There are other parallels between the rise of the Web and the rise of the blog, as well. Some valid, some just…well, interesting:
- Humble roots: Whether you want to talk about the actual concept or the tools used to create either the Web or blogs, it’s an effort of a small group of individuals/collaborators. Nobody (until Google/Pyra) was tossing money at blog folks to do stuff; Tim Berners-Lee wrote HTTP just to share documents. Mosaic was a grad school project. They did it because it was interesting and worth doing. Free tools abound; people share ideas.
- Supposed to “democracize” things: Yeah, what “things” are depends on who you talk to. And while the Internet has done this to a degree, and blogs also give the individual a voice, it’s not the great leveler people rant about. Sorry. It can be, but rarely is. (Note: In those rare cases where it does allow a single voice [person/group/cause] to rise above the institutions, it can be quite compelling. Very compelling.)
- Not sure of role, despite the “democracize” thing: The Web is still feeling its way around on this one. Since it was hyped – and funded – to basically be all things to all people all the time, it is struggling to figure out how much of that it can really fulfill. Yes, tough row to hoe. Blogs are more targetted, as they are content (not marketplaces, not applications [ASP], not brick-and-mortar killers…). Still, content…how? And why/for what? And for what else? Interesting questions for ‘Net and blogs.
- The ability for anyone to publish can be a less-than-compelling benefit: Yes, early Web pages were silly, often stupid, usually useless. Ditto today for blogs. I’ve stated my opinion on this one before: Bloggers are, for the most part, navel-gazers. On the other hand, so what? And why not? But just because you can publish does not mean that you should, or that it’s necessary. That’s another great lesson of the Web: While I maintain that every company (with limits) should have a Web site – like a Yellow Pages ad – there is no need to have it robust. Three pages: Page one welcome basic info (phone, address, e-mail); page two “about us” (some on page one, as well); page three whatever works for the company. Price list. Areas of specialty. Portfolio links. Awards won. Whatever. I have a blog; don’t need one. But I like it, and I do it. No one reads it. I keep writing into it. So what???
- About Itself: Yes, the early Web was filled with dross, navel lint and a lot of pages to help you code, set up a server and so on.

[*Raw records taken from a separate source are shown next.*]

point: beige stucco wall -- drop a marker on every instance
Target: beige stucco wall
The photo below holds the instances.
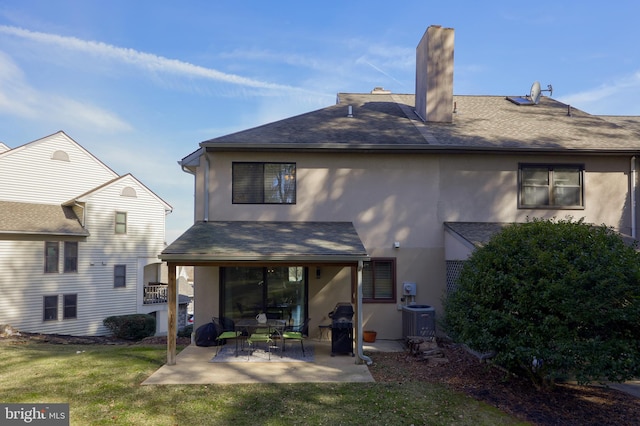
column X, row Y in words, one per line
column 403, row 198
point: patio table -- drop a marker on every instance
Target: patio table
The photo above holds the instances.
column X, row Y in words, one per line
column 248, row 325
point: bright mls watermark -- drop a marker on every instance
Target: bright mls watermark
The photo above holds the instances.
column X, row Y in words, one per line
column 34, row 414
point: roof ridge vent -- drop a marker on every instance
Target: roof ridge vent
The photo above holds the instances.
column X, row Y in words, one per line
column 380, row 91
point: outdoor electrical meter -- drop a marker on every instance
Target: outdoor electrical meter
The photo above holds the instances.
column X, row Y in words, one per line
column 408, row 289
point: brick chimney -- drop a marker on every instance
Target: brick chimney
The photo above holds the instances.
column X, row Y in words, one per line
column 434, row 75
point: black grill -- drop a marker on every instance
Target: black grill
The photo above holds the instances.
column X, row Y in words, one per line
column 342, row 329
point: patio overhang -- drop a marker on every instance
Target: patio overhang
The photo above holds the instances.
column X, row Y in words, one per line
column 220, row 243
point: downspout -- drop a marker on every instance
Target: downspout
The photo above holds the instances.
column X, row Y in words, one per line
column 205, row 217
column 84, row 212
column 361, row 355
column 633, row 196
column 633, row 187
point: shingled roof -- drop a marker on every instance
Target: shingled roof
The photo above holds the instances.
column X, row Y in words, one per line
column 224, row 241
column 387, row 122
column 39, row 219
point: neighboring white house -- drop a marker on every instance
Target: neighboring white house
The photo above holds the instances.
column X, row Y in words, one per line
column 78, row 242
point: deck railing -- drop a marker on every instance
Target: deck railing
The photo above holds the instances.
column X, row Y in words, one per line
column 154, row 294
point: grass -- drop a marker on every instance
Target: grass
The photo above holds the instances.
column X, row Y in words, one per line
column 102, row 385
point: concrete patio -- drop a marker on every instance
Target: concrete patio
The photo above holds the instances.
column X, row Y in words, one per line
column 193, row 367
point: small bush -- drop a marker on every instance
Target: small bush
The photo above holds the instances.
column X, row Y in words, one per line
column 553, row 299
column 131, row 327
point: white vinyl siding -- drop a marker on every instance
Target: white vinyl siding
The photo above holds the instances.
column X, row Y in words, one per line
column 25, row 284
column 36, row 177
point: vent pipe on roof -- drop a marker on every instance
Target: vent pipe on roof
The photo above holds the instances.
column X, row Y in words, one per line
column 434, row 75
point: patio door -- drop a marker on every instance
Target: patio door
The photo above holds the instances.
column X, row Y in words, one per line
column 279, row 291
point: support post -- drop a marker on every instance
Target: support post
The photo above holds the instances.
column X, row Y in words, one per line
column 172, row 302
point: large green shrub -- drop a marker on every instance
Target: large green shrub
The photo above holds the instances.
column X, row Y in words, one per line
column 131, row 327
column 553, row 299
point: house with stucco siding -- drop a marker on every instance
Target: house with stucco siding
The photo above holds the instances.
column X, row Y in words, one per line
column 351, row 202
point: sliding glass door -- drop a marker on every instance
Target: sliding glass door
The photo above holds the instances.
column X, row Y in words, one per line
column 279, row 291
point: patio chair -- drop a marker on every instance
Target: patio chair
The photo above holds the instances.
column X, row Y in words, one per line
column 260, row 337
column 228, row 332
column 295, row 333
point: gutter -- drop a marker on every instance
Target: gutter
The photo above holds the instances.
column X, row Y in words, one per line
column 205, row 216
column 361, row 355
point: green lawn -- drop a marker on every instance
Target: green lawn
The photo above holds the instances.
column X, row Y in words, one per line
column 102, row 386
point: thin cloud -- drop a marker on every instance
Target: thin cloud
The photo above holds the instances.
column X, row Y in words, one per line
column 147, row 61
column 610, row 98
column 19, row 99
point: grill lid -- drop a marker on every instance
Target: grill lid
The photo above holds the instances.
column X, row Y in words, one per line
column 342, row 312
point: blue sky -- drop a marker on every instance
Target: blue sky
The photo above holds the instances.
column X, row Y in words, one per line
column 140, row 83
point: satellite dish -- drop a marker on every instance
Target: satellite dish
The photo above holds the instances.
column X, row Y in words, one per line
column 535, row 92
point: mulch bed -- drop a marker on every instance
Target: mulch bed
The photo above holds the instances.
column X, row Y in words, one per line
column 565, row 405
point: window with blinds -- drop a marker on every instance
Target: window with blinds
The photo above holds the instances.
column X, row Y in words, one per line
column 263, row 183
column 379, row 281
column 551, row 186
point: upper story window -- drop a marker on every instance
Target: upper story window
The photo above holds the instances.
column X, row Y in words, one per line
column 551, row 186
column 51, row 256
column 70, row 256
column 264, row 183
column 121, row 223
column 119, row 276
column 379, row 281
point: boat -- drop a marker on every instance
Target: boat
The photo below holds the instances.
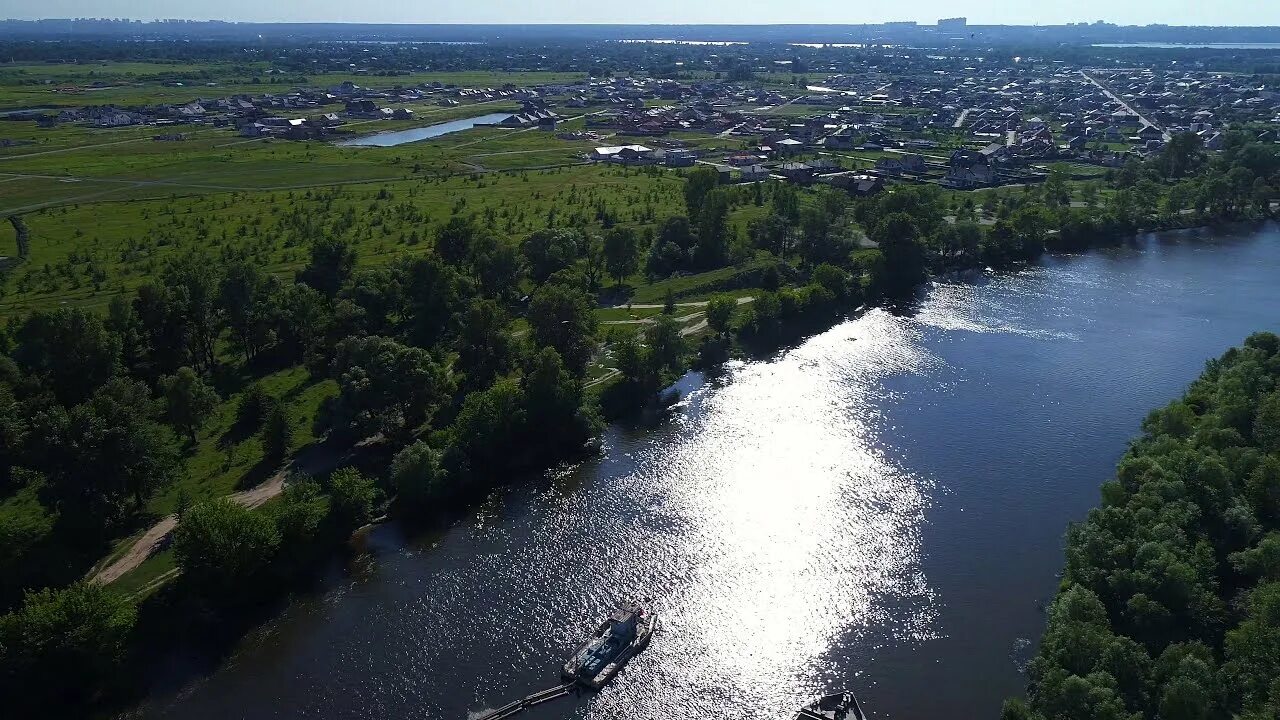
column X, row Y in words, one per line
column 839, row 706
column 624, row 634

Closed loop, in many ways. A Web about the Web. Blogs are similar, but breaking out more quickly (because they are content). While blogs point to other bloggers (vs. CNN/whitehouse.gov etc.) more than other types of sites – a kind of closed loop – this has rapidly changed (OK, over the two years I’ve read blogs…). As noted above, bloggers are starting to even be concerned about filtering blog search/collection areas so they can get to what they want (“You want politics with that?”). This is a very healthy sign. This type of attitude will 1) Meet with resistance (what “change” doesn’t?); 2) Promote initial eye-rolling; 3) Promote progress. My guess…
- West Coast Phenomenon: I don’t know where blogs were invented. I know that the ‘Net was not invented in California – HTTP at CERN in Geneva, TCP/IP East Coast/BBN, Mosaic Champaign/Urbana IL etc… – but the Net has been embraced on that chunk of America that’s spozed to float off into the Pacific some day. However, like the “About Itself” point above, blogs have done better to move beyond The [Silicon] Valley than the ‘Net has. BIG in NYC, for example, but this is for two interesting (to me…) reasons:
- NYC tried very hard – because of its publishing roots, which were “threatened” (?) by the Web – to make a Silicon Alley in NYC. So the folks were/are there.
- As noted somewhere above, blogs are about content (not technology per se). Content capital of US of A is NYC. The intelligensia is there. Bingo.